Corbiere will open an art gallery in Cowichan Bay, where he recently moved with his wife. “I’ll make enough, and I’ll be happy,” he says.
Three years ago, Max Khusid was leading a team of data analytics and web development for Apple. After nine years in Silicon Valley, he decided to leave the tech industry and travel the world. In 2018, during his travels, he discovered an artist in Armenia and realized what he really wanted to do: introduce artists from all over the world to America.
He spent a year in the San Mateo Public Library in San Francisco learning all he could about the arts industry and then opened an art gallery, Art House SF, representing artists from around the world, including France, Italy, Armenia, Morocco and Chile.

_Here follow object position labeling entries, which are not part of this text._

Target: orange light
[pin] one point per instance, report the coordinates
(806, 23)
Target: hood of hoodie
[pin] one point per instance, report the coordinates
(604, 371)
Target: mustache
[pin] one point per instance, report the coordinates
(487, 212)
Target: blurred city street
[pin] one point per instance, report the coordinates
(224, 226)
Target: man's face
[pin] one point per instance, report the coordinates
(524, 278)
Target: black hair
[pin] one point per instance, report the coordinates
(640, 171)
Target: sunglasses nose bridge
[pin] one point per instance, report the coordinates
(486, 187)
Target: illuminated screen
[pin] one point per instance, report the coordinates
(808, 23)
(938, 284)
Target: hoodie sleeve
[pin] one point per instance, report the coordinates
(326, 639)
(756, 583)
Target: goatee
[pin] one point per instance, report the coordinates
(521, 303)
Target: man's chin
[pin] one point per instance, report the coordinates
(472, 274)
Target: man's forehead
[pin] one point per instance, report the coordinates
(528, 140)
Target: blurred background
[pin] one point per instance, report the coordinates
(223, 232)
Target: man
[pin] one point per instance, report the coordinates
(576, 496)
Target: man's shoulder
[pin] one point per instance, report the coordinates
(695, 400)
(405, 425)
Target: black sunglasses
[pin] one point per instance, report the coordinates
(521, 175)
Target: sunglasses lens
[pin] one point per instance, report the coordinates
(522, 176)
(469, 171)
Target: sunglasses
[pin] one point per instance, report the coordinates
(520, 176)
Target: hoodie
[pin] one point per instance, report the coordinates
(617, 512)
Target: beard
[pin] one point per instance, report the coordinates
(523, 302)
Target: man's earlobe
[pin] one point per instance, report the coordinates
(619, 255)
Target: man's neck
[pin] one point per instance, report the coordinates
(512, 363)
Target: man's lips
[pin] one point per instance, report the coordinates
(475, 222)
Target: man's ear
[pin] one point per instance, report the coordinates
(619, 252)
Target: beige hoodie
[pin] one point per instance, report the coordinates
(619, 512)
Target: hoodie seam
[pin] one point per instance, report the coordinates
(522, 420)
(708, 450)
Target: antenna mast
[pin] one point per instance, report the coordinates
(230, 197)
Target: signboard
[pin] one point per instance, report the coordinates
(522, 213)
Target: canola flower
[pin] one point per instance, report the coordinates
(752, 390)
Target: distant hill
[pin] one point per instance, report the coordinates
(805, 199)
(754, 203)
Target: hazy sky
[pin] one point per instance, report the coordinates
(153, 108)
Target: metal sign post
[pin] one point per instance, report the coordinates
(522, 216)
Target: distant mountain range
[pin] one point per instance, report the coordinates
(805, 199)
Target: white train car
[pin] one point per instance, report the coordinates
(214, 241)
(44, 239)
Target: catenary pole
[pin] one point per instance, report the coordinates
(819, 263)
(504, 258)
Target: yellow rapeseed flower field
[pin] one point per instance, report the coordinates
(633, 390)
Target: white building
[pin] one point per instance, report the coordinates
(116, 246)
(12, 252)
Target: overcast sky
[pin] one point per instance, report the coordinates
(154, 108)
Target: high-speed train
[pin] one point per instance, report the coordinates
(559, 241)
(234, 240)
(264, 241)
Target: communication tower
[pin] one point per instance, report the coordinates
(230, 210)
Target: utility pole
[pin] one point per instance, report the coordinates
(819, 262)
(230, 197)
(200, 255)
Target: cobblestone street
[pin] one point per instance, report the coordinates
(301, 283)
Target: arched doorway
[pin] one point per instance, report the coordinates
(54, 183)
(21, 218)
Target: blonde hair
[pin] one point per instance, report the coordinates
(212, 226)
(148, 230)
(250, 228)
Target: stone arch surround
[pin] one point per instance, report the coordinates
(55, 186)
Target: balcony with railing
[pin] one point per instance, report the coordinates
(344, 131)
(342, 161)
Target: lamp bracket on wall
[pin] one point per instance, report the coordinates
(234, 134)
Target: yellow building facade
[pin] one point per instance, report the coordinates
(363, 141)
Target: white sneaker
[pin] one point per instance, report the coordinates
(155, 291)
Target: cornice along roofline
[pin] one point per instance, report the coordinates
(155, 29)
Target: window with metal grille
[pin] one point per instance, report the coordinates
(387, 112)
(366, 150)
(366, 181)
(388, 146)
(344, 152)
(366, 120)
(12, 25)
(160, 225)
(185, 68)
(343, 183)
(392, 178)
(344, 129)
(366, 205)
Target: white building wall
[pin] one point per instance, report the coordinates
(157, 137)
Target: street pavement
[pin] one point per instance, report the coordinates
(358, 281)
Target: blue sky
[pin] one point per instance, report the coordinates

“We work in these tech companies, and we build products and fancy gadgets. But the most unique and interesting product of all is a human being”.
He also thinks the industry needs to change.
“It’s very hard to make a living if you’re a good artist, while it’s very easy to get a good salary working as a software developer,” he says. “I don’t have illusions with changing the world, but I like to play a little role in supporting art because I think it’s important”.
They will all participate in Art Vancouver, to be held at the Vancouver Convention Centre East, Sept. 23–26, 2021.